Inaugurado em outubro do ano passado, o ambulatório transexualizador do Complexo Hospitalar Universitário Professor Edgard Santos (Hupes), mais conhecido como Hospital das Clínicas, já tem quarenta pessoas inscritas que buscam por mudança de gênero.
O ambulatório é o único do estado que tem a habilitação do Ministério da Saúde para atender pelo Sistema Único de Saúde.
Até o momento, o local oferece apenas a terapia hormonal, mas os pacientes aguardam ansiosos pela autorização do Ministério da Saúde para a realização das cirurgias de redesignação sexual, previstas na Portaria nº 2.803.
A professora de dança Yohana Cerqueira, 43 anos, é uma das mulheres trans que são atendidas no ambulatório e sonham com a cirurgia.

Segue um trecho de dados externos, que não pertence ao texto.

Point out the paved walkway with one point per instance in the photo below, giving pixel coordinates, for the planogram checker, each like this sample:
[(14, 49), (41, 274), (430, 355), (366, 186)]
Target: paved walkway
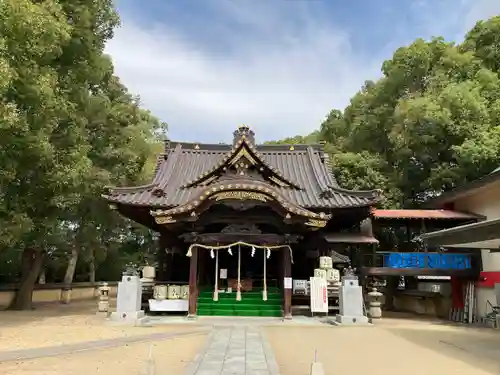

“Eu nasci uma mulher com órgão masculino, mas meu corpo nunca foi masculino. A cirurgia é prioritária na minha vida, para eu ter uma vida mais saudável e tranquila”, destaca.
Yohana se descobriu mulher durante a infância. “Desde criança sempre me percebi como menina, mas não tínhamos informação na época. Tive uma criação muito rígida. Na adolescência, procurei um médico clínico para desabafar, pois me sentia diferente e depois de alguns exames laboratoriais, o médico me disse: ‘Seus hormônios são de uma mulher’. Ele me orientou a fazer tratamento com hormônio masculino, para engrossar voz e criar características masculinas. Foi uma agressão”, lembra.
Na adolescência, enquanto ainda precisava agir e se vestir como homem, ela chegou a se envolver com uma mulher e teve uma filha. “Me sacrifiquei bastante. Foi muito árduo ter que adotar postura de pai. Quando minha filha fez 12 anos, falei para ela: ‘Sou uma mulher igual a você’. Ela foi madura para me compreender e passou a me chamar e me apresentar como mãe. Nunca tive problemas com ela por ser uma mulher trans”, ressalta.
Foi a partir daí que Yohana passou a se assumir como mulher. Mudou a roupa, os cabelos, entrou na faculdade de dança da Universidade Federal da Bahia (UFBA) e procurou o Serviço Médico Universitário Rubens Brasil (SMURB), já com o objetivo de conseguir a cirurgia.
“É o que eu quero, o que eu vim buscar. Já mudei meu nome e sexo no RG. Graças a Deus não tenho que passar mais por esse constrangimento. Só falta a cirurgia. Não tenho porque me arrepender. Eu sou uma mulher. Não utilizo esse órgão. Estou em busa do meu bem-estar, de me olhar no espelho e me reconhecer, me sentir bem”, garante.
A médica endocronologista, Luciana Oliveira, coordenadora do ambulatório transexualizador do Hupes, explica que para conseguir a autorização para a cirurgia o hospital precisa atender alguns pré-requisitos do Ministério da Saúde.
“Existem algumas pendências e o hospital não tem recurso, mas estamos na luta”, diz, otimista.
Por enquanto, a hormonioterapia tem sido uma excelente aliada para quem deseja fazer a mudança de sexo com segurança. “Se tivesse mais vaga teria mais gente, porque as agendas estão ficando lotadas”, conta a médica.
Como funciona – O tratamento hormonal é feito com medicamentos que bloqueiam o efeito do hormônio biológico, enquanto é inserido o hormônio do gênero que a pessoa se identifica
“Do ponto de vista endocrino, é como se eu tratasse uma mulher que nasceu sem ovário ou um homem que nasceu sem testículo”, explica a médica.
“É bom lembrar que cada corpo responde um jeito e a resposta vai depender também da genética. Se na família da paciente as mulheres têm a mama grande, há chances dela crescer. Senão não precisaria existir prótese de silicone. Todas as mulheres tomariam hormônio”, observa.
O acompanhamento psicológico também é importante para que a pessoa consiga redimensionar expectativas e lidar com a frustração.
“A cirurgia envolve muito sofrimento, o pós-operatório é muito doloroso. Às vezes não fica do jeito que a pessoa imaginou. Funcionalmente não vai ser da mesma forma. Também existem algumas doenças psiquiátricas que fazem a pessoa acreditar que está no gênero errado. A avaliação psicológica serve para avaliar esses casos. Por isso a portaria do Ministério da Saúde determina que seja feito, no mínimo, dois anos de acompanhamento psicológico antes da cirurgia”, destaca.
Para marcar consulta no ambulatório transexualizador do Hupes os pacientes devem comparecer na portaria do ambulatório Magalhães Neto, local de marcação de consultas, de segunda sexta, das 13h às 19h, com identidade, CPF, cartão do SUS e comprovante de residência. “Não é preciso nenhum encaminhamento ou regulação. Basta se identificar como trans”, diz a médica.